Cleaning out the Kiyohara family home, I discovered my father’s Boy Scout uniform shirt carefully packed away in a dusty trunk, in the very back of the garage.
Normally, I’d smile as I always do when given the chance to reconnect with Dad but this time was different.
Having sworn the Boy Scout oath to “do my duty to God and Country,” the National Council of the Boy Scouts of America certified Dad as a Boy Scout in good standing, even though he was locked up in a “relocation” camp.
Dad was a teenager, an American citizen born in the USA, and a native son of California yet forced out of home and illegally imprisoned in a “relocation camp” in the middle of the Arizona desert simply because he was of the son of legal immigrants from Japan.
To this day, the injustice makes me furious.
Yet Dad only told us stories of playing baseball, swimming, fishing, and having fun at “camp” — when I was a child, “camp” sounded pretty cool.
And so I keep this Boy Scout uniform shirt with “POSTON” emblazoned on the sleeve, along with the card that certified Dad was a good scout.
When the Pacific War ended, the Kiyohara family was released from prison camp, settled in Los Angeles, and then Dad was drafted and served honorably in the US Army during the Korean War.

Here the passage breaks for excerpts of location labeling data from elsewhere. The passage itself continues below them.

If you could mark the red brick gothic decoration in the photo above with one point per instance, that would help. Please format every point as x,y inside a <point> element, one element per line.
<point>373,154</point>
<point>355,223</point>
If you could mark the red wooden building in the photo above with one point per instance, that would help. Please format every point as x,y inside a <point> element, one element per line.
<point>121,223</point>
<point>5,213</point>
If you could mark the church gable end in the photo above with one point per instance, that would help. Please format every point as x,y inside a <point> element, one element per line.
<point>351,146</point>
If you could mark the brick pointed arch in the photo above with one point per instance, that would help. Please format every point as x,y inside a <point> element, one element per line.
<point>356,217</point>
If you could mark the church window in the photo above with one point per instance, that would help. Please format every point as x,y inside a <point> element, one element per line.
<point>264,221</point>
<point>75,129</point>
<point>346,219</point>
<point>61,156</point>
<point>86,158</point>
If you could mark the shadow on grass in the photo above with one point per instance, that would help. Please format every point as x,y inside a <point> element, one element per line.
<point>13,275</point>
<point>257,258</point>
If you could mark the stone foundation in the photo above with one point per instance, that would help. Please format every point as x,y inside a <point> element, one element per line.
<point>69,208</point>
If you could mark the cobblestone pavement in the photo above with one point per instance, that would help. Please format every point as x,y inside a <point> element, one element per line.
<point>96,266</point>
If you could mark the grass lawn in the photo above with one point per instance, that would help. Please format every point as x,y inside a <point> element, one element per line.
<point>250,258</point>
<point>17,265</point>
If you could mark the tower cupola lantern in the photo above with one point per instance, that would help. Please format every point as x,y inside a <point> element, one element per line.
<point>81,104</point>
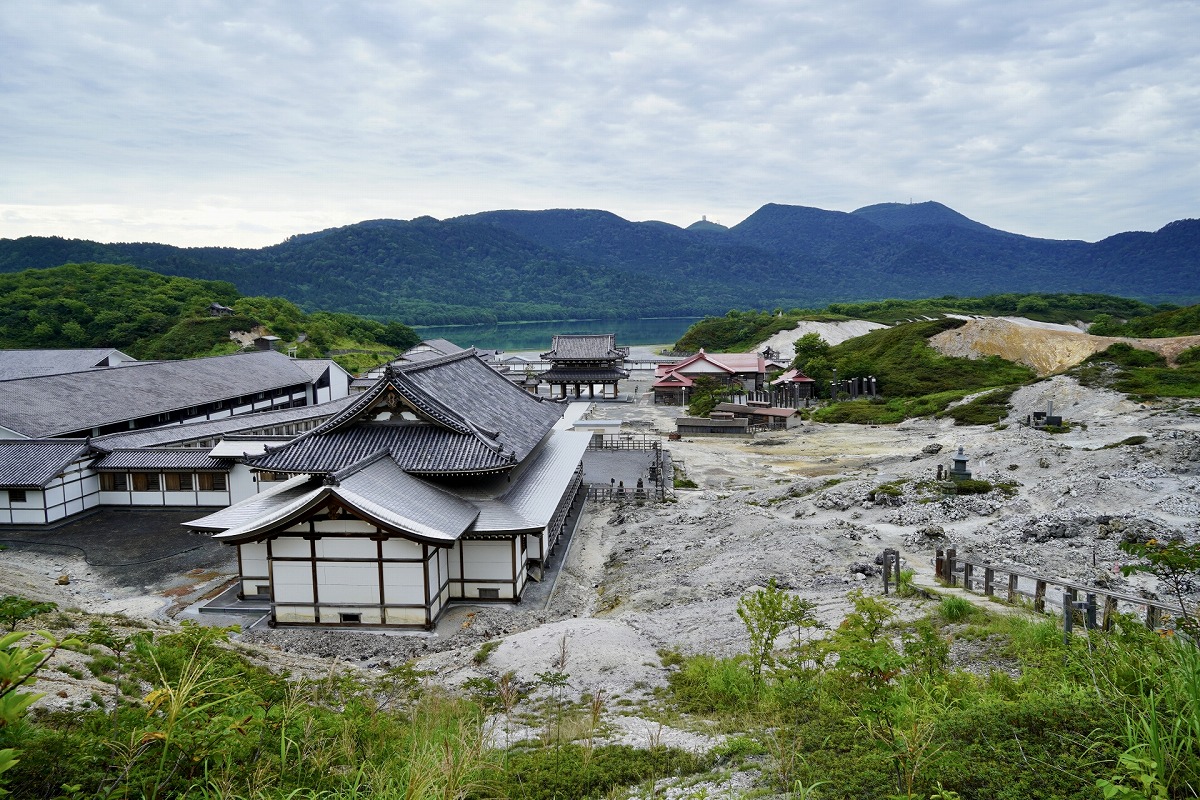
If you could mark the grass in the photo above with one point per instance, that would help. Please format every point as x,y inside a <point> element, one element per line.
<point>955,609</point>
<point>1139,373</point>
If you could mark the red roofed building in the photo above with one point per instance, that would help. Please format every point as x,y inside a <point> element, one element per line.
<point>673,383</point>
<point>795,385</point>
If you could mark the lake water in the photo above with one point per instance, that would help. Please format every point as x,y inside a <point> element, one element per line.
<point>538,336</point>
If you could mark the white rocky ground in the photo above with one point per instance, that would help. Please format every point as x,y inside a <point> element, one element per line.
<point>795,506</point>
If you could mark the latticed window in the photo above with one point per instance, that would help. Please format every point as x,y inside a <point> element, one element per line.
<point>145,481</point>
<point>211,481</point>
<point>179,482</point>
<point>114,482</point>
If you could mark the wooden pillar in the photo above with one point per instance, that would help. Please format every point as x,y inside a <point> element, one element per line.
<point>1110,609</point>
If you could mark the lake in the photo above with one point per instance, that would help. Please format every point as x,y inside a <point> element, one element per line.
<point>538,336</point>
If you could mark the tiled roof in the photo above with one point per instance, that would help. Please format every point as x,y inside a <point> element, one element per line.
<point>226,426</point>
<point>185,459</point>
<point>672,380</point>
<point>443,347</point>
<point>448,415</point>
<point>585,347</point>
<point>793,377</point>
<point>564,373</point>
<point>538,489</point>
<point>376,488</point>
<point>36,462</point>
<point>316,367</point>
<point>55,404</point>
<point>30,364</point>
<point>755,410</point>
<point>727,361</point>
<point>381,491</point>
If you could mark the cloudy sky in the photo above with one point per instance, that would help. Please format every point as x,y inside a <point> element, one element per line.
<point>234,122</point>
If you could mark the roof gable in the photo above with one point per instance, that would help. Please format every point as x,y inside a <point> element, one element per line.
<point>49,405</point>
<point>447,415</point>
<point>36,462</point>
<point>585,347</point>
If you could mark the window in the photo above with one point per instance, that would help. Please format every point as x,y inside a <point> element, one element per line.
<point>179,482</point>
<point>114,482</point>
<point>211,481</point>
<point>145,481</point>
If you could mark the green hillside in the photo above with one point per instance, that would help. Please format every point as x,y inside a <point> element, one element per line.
<point>153,316</point>
<point>580,263</point>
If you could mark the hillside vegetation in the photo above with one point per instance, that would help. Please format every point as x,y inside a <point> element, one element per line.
<point>873,709</point>
<point>571,264</point>
<point>743,330</point>
<point>153,316</point>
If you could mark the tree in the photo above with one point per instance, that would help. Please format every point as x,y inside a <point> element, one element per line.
<point>767,614</point>
<point>809,347</point>
<point>706,394</point>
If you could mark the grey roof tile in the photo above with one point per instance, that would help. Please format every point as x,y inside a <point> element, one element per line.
<point>226,426</point>
<point>468,419</point>
<point>564,373</point>
<point>30,364</point>
<point>172,461</point>
<point>36,462</point>
<point>55,404</point>
<point>585,347</point>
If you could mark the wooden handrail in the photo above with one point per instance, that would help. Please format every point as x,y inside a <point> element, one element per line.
<point>951,565</point>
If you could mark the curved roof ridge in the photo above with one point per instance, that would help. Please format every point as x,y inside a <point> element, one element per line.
<point>358,467</point>
<point>437,361</point>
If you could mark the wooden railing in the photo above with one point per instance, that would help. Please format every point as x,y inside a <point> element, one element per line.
<point>625,441</point>
<point>1013,585</point>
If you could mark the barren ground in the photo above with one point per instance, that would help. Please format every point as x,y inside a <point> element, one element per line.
<point>637,579</point>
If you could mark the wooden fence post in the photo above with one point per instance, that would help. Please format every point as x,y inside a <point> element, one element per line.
<point>1110,609</point>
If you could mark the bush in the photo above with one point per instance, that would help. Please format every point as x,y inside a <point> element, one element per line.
<point>955,609</point>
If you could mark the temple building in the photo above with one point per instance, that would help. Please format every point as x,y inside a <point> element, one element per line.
<point>673,382</point>
<point>443,481</point>
<point>585,360</point>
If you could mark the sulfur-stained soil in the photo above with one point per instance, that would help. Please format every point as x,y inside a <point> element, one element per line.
<point>802,506</point>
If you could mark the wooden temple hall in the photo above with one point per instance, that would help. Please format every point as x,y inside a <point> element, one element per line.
<point>580,361</point>
<point>443,481</point>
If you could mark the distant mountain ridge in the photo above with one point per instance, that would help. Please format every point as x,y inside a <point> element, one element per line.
<point>562,263</point>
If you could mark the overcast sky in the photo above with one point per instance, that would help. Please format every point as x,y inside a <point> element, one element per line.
<point>234,122</point>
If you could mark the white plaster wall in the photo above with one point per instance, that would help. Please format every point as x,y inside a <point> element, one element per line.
<point>292,582</point>
<point>347,583</point>
<point>403,583</point>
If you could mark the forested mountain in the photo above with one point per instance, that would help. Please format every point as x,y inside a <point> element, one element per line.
<point>151,316</point>
<point>523,265</point>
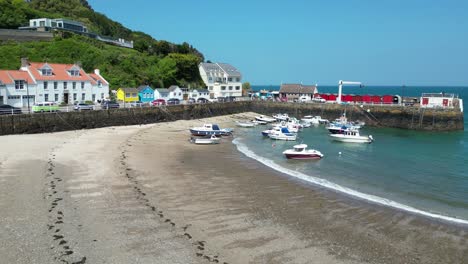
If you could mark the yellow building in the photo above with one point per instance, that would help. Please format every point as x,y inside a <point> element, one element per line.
<point>127,95</point>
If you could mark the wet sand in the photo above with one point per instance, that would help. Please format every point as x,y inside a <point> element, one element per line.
<point>144,194</point>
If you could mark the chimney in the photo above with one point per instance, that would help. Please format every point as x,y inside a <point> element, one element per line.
<point>24,62</point>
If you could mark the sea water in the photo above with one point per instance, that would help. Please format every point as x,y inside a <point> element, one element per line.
<point>417,171</point>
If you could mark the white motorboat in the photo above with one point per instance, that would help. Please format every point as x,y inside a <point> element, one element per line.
<point>301,152</point>
<point>210,129</point>
<point>265,119</point>
<point>281,117</point>
<point>282,133</point>
<point>351,136</point>
<point>246,124</point>
<point>205,140</point>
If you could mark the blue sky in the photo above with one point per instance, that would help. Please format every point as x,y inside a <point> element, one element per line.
<point>412,42</point>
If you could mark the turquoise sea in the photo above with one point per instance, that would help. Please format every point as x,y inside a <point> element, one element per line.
<point>422,172</point>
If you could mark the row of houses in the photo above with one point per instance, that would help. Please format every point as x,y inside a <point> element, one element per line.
<point>51,82</point>
<point>146,94</point>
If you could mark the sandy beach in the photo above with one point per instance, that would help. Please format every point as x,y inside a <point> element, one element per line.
<point>144,194</point>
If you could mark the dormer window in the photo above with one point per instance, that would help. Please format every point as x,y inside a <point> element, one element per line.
<point>74,72</point>
<point>46,72</point>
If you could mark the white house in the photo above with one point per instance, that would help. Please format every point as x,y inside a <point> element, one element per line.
<point>200,93</point>
<point>444,100</point>
<point>161,93</point>
<point>175,92</point>
<point>51,82</point>
<point>222,79</point>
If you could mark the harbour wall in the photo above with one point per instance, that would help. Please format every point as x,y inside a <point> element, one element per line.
<point>394,116</point>
<point>378,116</point>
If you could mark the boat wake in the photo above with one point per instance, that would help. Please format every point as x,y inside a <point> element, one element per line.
<point>330,185</point>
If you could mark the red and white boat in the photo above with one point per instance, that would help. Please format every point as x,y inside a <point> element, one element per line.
<point>301,152</point>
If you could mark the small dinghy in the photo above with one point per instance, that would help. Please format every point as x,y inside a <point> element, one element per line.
<point>205,140</point>
<point>301,152</point>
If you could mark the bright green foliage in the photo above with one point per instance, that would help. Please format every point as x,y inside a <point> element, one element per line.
<point>154,62</point>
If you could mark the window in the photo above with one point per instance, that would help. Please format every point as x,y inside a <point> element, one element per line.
<point>46,72</point>
<point>19,84</point>
<point>74,72</point>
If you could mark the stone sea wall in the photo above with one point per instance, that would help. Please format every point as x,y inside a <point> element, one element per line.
<point>379,116</point>
<point>435,119</point>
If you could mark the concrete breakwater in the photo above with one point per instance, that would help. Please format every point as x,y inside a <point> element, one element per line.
<point>414,117</point>
<point>384,116</point>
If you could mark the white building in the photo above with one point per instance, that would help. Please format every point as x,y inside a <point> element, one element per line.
<point>51,82</point>
<point>175,92</point>
<point>222,79</point>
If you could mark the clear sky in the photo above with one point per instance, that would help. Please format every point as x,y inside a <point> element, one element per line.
<point>389,42</point>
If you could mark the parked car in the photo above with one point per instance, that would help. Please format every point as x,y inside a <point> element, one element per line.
<point>9,110</point>
<point>82,106</point>
<point>137,104</point>
<point>318,99</point>
<point>173,101</point>
<point>109,104</point>
<point>159,102</point>
<point>203,100</point>
<point>45,107</point>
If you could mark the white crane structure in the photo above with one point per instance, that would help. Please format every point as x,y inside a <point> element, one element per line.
<point>340,88</point>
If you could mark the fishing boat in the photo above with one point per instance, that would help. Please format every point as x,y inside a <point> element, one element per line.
<point>210,129</point>
<point>281,117</point>
<point>282,133</point>
<point>301,152</point>
<point>352,136</point>
<point>245,124</point>
<point>265,119</point>
<point>208,140</point>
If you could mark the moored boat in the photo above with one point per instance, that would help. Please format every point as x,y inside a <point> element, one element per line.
<point>351,136</point>
<point>210,129</point>
<point>301,152</point>
<point>246,124</point>
<point>205,140</point>
<point>265,119</point>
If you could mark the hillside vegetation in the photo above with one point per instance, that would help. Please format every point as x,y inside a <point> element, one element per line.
<point>155,62</point>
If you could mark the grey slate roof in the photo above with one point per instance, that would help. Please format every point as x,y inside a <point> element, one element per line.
<point>297,88</point>
<point>130,90</point>
<point>221,68</point>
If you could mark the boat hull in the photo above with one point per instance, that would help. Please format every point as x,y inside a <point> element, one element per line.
<point>347,139</point>
<point>303,156</point>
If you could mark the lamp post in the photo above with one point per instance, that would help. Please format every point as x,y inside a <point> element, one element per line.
<point>27,95</point>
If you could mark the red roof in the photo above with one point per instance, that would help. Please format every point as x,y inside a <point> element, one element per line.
<point>9,77</point>
<point>59,72</point>
<point>97,78</point>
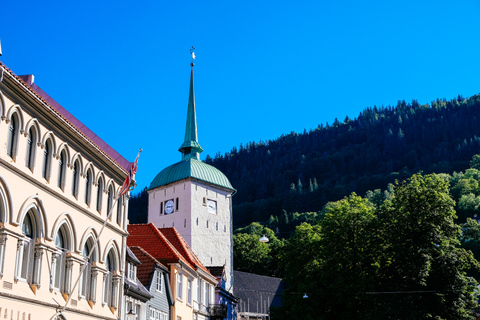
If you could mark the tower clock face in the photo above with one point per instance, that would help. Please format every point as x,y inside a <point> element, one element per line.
<point>169,207</point>
<point>212,206</point>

Dad returned home a veteran to find social isolation, economic discrimination, and open racism against “damned Japs, Chinks, and Gooks.”
Brushing all that aside, Dad worked hard as a “Japanese Gardener,” fell in love with Mom, raised three kids, and served as Scoutmaster, Board President, and Elder at a Japanese-American buddhist temple in South Central Los Angeles.
Thank you, Dad, for being a good scout, a true American, and teaching us to never be bitter, to “do a good deed daily” and to “be prepared” for anything life might throw at us.